Well, with basic Euclidean geometry, we can prove Pythagoras Theorem; thus, we are asking, given a2+b2=c2, why doesn't a+b=c? Well, a simple counterexample of 3,4,5 shows that Pythagoras holds where the other simpler equation doesn't (3+4≠5), so a+b=c is not true generally. That being the case, we can't conclude PI=4.
Update 2:
The main issue with the right triangles is this, no matter how small they get and how many, those within a given region (in neighborhood of a given angle), even as you go to infinitely many of them, adding the lengths of the (purple) legs of each one will be a significant fraction extra than by taking the straight (green) hypotenuse path. This fraction goes to a given number (say 30%-50% extra near the +-45 degree region.. as a lower bound) that is clearly not zero. This is for every single triangle in that region no matter how many you make, so it factors out of all of them (distributive property). 4 is an upper bound all right. Any shape you use (a saw/staircase), inside or outside the circle, will converge to a higher number as long as it isn't a straight path distance as you get closer and closer to the circle.
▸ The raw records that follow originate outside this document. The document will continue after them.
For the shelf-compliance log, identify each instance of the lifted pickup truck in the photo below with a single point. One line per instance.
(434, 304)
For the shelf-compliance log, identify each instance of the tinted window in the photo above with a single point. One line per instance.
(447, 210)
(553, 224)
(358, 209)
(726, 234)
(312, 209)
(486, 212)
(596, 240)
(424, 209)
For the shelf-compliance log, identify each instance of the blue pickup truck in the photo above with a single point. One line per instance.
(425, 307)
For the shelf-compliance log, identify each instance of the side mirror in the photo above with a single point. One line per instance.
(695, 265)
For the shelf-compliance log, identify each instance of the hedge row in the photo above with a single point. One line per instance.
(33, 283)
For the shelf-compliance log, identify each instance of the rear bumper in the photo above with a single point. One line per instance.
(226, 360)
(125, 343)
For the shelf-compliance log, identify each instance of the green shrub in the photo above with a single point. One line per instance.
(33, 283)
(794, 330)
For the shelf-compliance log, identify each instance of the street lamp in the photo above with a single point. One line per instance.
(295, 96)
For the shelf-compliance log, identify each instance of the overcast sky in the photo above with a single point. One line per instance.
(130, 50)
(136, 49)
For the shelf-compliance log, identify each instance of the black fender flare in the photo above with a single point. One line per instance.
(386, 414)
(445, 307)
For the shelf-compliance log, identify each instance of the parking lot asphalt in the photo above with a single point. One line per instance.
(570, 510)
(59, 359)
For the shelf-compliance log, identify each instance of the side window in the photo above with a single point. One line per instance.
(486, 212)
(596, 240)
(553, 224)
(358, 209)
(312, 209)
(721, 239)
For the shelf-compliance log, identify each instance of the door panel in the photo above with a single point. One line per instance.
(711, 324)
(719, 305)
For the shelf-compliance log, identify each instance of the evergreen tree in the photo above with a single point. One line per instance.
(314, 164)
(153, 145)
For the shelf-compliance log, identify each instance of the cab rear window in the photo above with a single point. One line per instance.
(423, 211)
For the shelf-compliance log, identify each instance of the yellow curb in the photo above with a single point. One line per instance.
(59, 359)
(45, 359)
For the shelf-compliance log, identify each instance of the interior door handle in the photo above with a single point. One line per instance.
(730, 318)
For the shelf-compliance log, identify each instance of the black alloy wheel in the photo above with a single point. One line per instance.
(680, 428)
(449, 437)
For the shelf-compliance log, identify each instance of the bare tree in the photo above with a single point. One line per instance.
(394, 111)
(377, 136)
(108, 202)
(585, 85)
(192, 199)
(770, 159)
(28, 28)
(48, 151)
Distance is defined as the smallest path from point A to B. Every other path shape that does not approach it in value (below epsilon for all n>N0) but instead stays above some lower bound difference against that straight line path (within some "wide" angle region of circle) cannot come arbitrarily close to specifying π. ..this response could use another pic that shows calculations of length and how clearly all "right triangles" within a "wide" region of circle (except tightly at N, E, S, W) will add extra length. A given region of circle, and given path definition, can have a higher-than-zero lower bound plucked out (distributed out) of that region. Being a clear value higher than zero higher than pi in a "wide" region of circle is a sure way to not approach π.